The philosophical idea, originally popularized in America and Western Europe of the native dignity of the individual, inalienable rights, and the notion that all men were created equal (or at least should be empowered by equal opportunity) is one that we take for granted today, and I'm certainly glad of that (not least because I'm a direct beneficiary of such philosophies) but it shouldn't be forgotten that it's also an idea that would be very foreign to most people who have lived on the earth throughout it's history. Not only foreign, but unpalatable and even dangerous, even to slaves themselves, in many instances. Not that slaves were always enamored of their condition; the very frequent reports of miserable conditions, slave revolts, and more certainly would prove any such notion as absurd--but that doesn't mean that slaves saw the institution of slavery itself as the problem; rather their own circumstances therein was what they were unhappy about.
Anyway, why is it that I'm saying this? Slavery exists in the Dark•Heritage setting, that's why. Not only does it exist, it's widespread and not a single society or culture doesn't practice some form of it. The most liberal and enlightened approach would be that it's illegal to enslave it's own citizens (or the citizens of allied states) except in the case of debt slaves, sentenced criminals, prisoners of war, etc. Many societies don't even practice that, of course--they happily pursue slave-taking raids and expeditions, and the slave trade and slave labor is a huge portion of what makes their economy prosperous.
I've often described Dark•Heritage as dark fantasy. That's a little bit of a nebulous term, though. What exactly does it mean? Many definitions that I've seen (including Wikipedia's) say that it's a juxtoposition of the horror and fantasy genres. However, I think there's a lot more to it than that--in other ways it can also deviate from the buccolic, romanticized Medievalism that was so prevalent early in the genre and which persists stubbornly today.

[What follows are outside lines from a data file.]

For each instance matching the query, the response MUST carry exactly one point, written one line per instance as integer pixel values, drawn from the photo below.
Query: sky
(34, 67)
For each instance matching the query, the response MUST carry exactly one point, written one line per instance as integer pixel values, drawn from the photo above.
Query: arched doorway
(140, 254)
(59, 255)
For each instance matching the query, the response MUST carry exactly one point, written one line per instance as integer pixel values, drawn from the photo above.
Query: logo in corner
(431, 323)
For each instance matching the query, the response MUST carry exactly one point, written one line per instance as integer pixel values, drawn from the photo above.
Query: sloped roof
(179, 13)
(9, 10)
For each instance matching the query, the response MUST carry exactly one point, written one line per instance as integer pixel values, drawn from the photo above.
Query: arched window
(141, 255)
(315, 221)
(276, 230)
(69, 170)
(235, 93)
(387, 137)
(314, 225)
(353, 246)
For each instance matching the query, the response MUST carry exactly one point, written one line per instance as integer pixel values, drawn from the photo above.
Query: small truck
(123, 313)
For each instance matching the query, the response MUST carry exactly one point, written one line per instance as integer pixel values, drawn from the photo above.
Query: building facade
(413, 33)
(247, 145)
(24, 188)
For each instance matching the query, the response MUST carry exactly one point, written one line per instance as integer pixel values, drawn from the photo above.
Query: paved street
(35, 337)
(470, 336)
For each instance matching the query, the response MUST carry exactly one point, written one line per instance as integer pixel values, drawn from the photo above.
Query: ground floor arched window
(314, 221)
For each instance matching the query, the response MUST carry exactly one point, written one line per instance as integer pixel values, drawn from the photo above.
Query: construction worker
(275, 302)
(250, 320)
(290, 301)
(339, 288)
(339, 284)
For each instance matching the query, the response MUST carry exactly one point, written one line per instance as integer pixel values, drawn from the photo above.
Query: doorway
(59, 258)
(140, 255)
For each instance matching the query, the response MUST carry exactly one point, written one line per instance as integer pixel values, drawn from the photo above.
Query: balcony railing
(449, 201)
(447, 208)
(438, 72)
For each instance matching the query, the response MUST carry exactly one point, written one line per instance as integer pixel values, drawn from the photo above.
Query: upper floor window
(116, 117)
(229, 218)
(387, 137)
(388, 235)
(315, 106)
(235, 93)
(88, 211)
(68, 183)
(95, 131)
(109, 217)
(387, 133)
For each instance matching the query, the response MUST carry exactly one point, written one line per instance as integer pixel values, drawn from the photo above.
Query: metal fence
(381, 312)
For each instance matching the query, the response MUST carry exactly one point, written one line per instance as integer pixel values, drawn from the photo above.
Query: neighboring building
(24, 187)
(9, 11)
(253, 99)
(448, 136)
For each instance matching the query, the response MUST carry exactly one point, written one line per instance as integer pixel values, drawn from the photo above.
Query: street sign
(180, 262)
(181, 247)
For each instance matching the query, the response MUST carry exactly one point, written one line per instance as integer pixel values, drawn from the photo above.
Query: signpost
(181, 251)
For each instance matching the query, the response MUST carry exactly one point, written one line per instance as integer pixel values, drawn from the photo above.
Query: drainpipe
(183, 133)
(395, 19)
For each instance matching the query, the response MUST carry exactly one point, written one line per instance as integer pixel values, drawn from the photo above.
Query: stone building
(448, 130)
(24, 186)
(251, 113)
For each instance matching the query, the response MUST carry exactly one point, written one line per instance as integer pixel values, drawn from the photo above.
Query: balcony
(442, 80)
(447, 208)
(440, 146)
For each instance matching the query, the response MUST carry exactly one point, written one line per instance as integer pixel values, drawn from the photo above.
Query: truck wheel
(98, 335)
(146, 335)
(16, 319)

In Dark•Heritage, there's no such thing as a philosophy that lauds the dignity of the individual. Human life is cheap and relatively valueless. Indeed, many people are considered less useful or worthy of preservation than that of an individual bison or horse. Slavery drives home the theme that Dark•Heritage is not a happy-go-lucky high fantasy; it is a gritty, dangerous, sword & sorcery and dark fantasy setting where life is fast and cheap, and there are few (if any) to mourn those who fail for whatever reason to make the most out of their lives that they can.